3. Не говори никому, даже доверительно, того, что могло бы тебе повредить, попав в газеты.

4. Всегда помни о своей выгоде, и пусть ни просьбы, ни слезы не отклоняют тебя от принятого решения. Помни: поле жизни удобрено могилами. Не будь удобрением!

5. Прежде чем истратить деньги, подумай, что ты за них получишь и стоит ли приобретенное того труда, который ты должен будешь затратить, чтобы опять заработать ту же сумму.

6. В разговоре старайся казаться простодушнее, чем ты есть на самом деле. Тогда другие отбросят осторожность, ты их быстрее узнаешь и сумеешь использовать в своих целях.

Как сказано, в рекрутской школе я впервые применил эти правила и тем добился поворота к лучшему в своей судьбе. Чудесные это были недели, мне там понравилось с первого дня.

Раздалась команда, нам выдали обмундирование, и мы начали изощряться в шутках, разглядывая широкие блузы.

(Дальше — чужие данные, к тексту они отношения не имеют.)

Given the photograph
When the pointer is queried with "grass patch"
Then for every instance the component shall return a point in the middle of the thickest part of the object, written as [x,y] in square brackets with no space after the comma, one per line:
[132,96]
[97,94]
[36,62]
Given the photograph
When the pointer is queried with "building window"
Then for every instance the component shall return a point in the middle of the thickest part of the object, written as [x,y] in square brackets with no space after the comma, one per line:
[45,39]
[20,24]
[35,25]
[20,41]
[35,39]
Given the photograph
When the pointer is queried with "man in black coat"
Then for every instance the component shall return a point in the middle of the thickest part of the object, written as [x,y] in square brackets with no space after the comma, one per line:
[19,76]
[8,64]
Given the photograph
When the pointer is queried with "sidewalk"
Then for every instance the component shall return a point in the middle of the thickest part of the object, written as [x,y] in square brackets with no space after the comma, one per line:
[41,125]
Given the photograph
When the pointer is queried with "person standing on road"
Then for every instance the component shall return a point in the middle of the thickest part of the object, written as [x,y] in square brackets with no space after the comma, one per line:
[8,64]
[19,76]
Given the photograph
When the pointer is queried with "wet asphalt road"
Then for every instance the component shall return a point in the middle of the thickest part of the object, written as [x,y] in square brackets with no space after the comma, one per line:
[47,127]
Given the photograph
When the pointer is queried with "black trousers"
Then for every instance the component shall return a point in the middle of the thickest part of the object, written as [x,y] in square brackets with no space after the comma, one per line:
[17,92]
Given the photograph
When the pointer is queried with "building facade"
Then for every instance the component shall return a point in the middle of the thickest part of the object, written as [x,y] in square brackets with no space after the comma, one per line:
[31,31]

Наши шаги рождали отзвук в голых стенах коридоров. Когда мы группами пришли в помещения, отведенные нашей роте, многие, быстро оглядев соседей справа и слева, повалились на нары и закричали со смехом: «Фу, черт! До чего жестко!»

Все были полны тем увлекательно новым, что открывалось нам на каждом шагу. Я дурачился не меньше других, хохотал над остротами батрака не меньше, чем над остротами студента, но был начеку и наблюдал за товарищами. Вскоре мне стало ясно, что здесь я буду жить неплохо: я был одним из самых рослых и сильных.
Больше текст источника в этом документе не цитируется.